Ask a current AI motion generation system to produce a phrase with suspension. It will produce something that looks roughly right from a distance — the right poses in roughly the right sequence. But the suspension will be missing. The system will simply produce a sequence of poses connected by smooth interpolations, without the specific deceleration pattern that makes a suspension feel like suspension rather than just a brief slow moment.

This is not a failure of the AI system on its own terms. It was never trained to produce or evaluate suspensions, because the concept does not exist in its training data or its evaluation metrics. The training data was recorded at 120fps and then smoothed. The evaluation metrics measure visual plausibility and realism to naive observers, not expressive accuracy to trained movers.


What This Means Going Forward

The frame-between-frames problem is solvable in principle. It requires training data with higher temporal resolution and qualitative annotation, evaluation metrics that capture transition quality (not just pose quality), and architectural choices in the generative model that preserve micro-temporal information rather than discarding it.

It also requires input from somatic practitioners — people who have trained their attention to notice exactly the qualities that current datasets and metrics miss. The vocabulary for describing these qualities exists (suspension, impulse, rebound, melt, float — the Laban Effort qualities) and has been developed over decades of movement research. What has been missing is the connection between that vocabulary and the technical design of AI motion systems.

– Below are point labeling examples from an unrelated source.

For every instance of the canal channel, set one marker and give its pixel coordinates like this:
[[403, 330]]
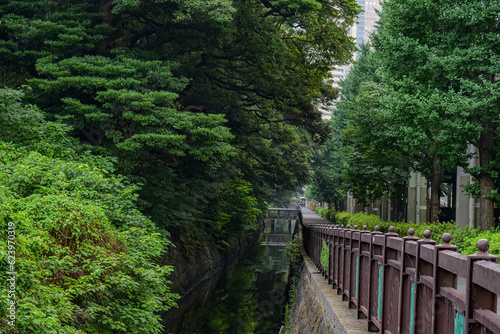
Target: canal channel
[[248, 296]]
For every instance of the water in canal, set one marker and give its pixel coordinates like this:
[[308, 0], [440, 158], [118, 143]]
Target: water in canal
[[249, 295]]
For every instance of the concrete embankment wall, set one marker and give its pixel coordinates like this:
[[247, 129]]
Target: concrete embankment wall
[[319, 310]]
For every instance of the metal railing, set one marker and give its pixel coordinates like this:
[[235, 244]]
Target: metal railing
[[408, 285]]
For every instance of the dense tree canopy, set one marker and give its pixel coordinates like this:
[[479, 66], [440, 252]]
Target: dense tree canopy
[[436, 96], [207, 106]]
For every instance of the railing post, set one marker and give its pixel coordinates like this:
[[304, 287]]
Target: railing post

That connection is beginning to form. But for now, when you watch an AI-generated movement and something feels subtly off — the motion looks right but doesn't feel right — it is probably the transitions you are sensing. The frames themselves are there. What is missing is what lives between them.


APA Further Reading

Laban, R., & Lawrence, F. C. (1947). Effort: Economy in body movement. Macdonald & Evans.

Newlove, J., & Dalby, J. (2004). Body movement: Mastering the work of Rudolf Laban. Nick Hern Books.

Rahman, A., Kumar, S., Barnes, L. E., & Srivastava, A. (2026). An elastic shape variational autoencoder for skeleton pose trajectories. arXiv:2605.09231. https://arxiv.org/abs/2605.09231

Sheets-Johnstone, M. (1966). The phenomenology of dance. University of Wisconsin Press.